Brown Marmorated Stink Bug


Halyomorpha halys

Brown marmorated stink bug (BMSB) adults
Brown marmorated stink bug (BMSB) adults. Photo courtesy of Gary Bernon, USDA APHIS. Licensed under CC BY 3.0.
The brown marmorated stink bug (BMSB) is native to Asia but was recently introduced to the east coast of the United States. As a foreign species with few native predators it has steadily spread across the United States and is a significant agricultural pest of fruit, vegetable, and grain crops.
Like all true bugs, the brown marmorated stink bug (BMSB) has a distinct shield-shaped body and is 1/2-3/4" in length. It can be distinguished from other similar bugs by the alternating light and dark bands on its antennae.
Brown marmorated stink bug (BMSB) female on a bean leaf
Brown marmorated stink bug (BMSB) female on a bean leaf. Photo courtesy of Yerpo. Licensed under CC BY-SA 3.0.
Brown marmorated stink bugs feed directly on fruit and vegetables resulting in marring that destroys their fresh market value. In grain crops such as corn and soybeans, they feed on the kernels and pods causing direct yield losses.

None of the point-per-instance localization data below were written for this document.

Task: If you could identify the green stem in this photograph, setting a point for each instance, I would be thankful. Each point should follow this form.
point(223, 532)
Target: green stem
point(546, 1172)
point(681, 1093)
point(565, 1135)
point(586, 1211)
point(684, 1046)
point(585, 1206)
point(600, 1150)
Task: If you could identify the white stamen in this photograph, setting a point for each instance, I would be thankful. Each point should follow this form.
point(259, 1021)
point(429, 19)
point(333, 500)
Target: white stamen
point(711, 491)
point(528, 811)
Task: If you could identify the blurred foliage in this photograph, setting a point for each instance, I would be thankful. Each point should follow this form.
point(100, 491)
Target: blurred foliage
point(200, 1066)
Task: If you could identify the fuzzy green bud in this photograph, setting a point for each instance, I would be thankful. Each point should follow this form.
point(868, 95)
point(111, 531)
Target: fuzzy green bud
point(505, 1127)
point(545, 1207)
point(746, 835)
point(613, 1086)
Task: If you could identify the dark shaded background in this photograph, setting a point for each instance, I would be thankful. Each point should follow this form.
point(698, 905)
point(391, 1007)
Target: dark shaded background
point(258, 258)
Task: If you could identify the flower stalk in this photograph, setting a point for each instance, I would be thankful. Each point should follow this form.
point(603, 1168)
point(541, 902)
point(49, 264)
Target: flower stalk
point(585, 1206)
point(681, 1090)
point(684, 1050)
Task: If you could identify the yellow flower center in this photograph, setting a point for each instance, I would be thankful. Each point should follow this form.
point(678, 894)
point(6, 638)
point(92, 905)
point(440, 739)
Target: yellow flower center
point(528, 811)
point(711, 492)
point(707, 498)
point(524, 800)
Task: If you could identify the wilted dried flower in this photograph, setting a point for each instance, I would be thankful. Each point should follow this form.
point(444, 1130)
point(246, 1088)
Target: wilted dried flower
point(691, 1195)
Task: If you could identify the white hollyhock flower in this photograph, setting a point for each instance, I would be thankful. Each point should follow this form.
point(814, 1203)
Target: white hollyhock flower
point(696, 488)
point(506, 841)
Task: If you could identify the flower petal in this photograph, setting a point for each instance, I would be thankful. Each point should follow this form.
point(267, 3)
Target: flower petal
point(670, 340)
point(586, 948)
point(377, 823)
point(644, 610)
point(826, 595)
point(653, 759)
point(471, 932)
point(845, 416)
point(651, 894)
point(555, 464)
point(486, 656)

Insecticides are available for controlling brown marmorated stink bugs (BMSB). In high value crops, traps should be used to monitor the presence and severity of BMSB before treating. In grain crops, BMSB tend to stay on the edges of the field, so treatment of just the edges may be sufficient to protect the crop. Always read and follow all label instructions.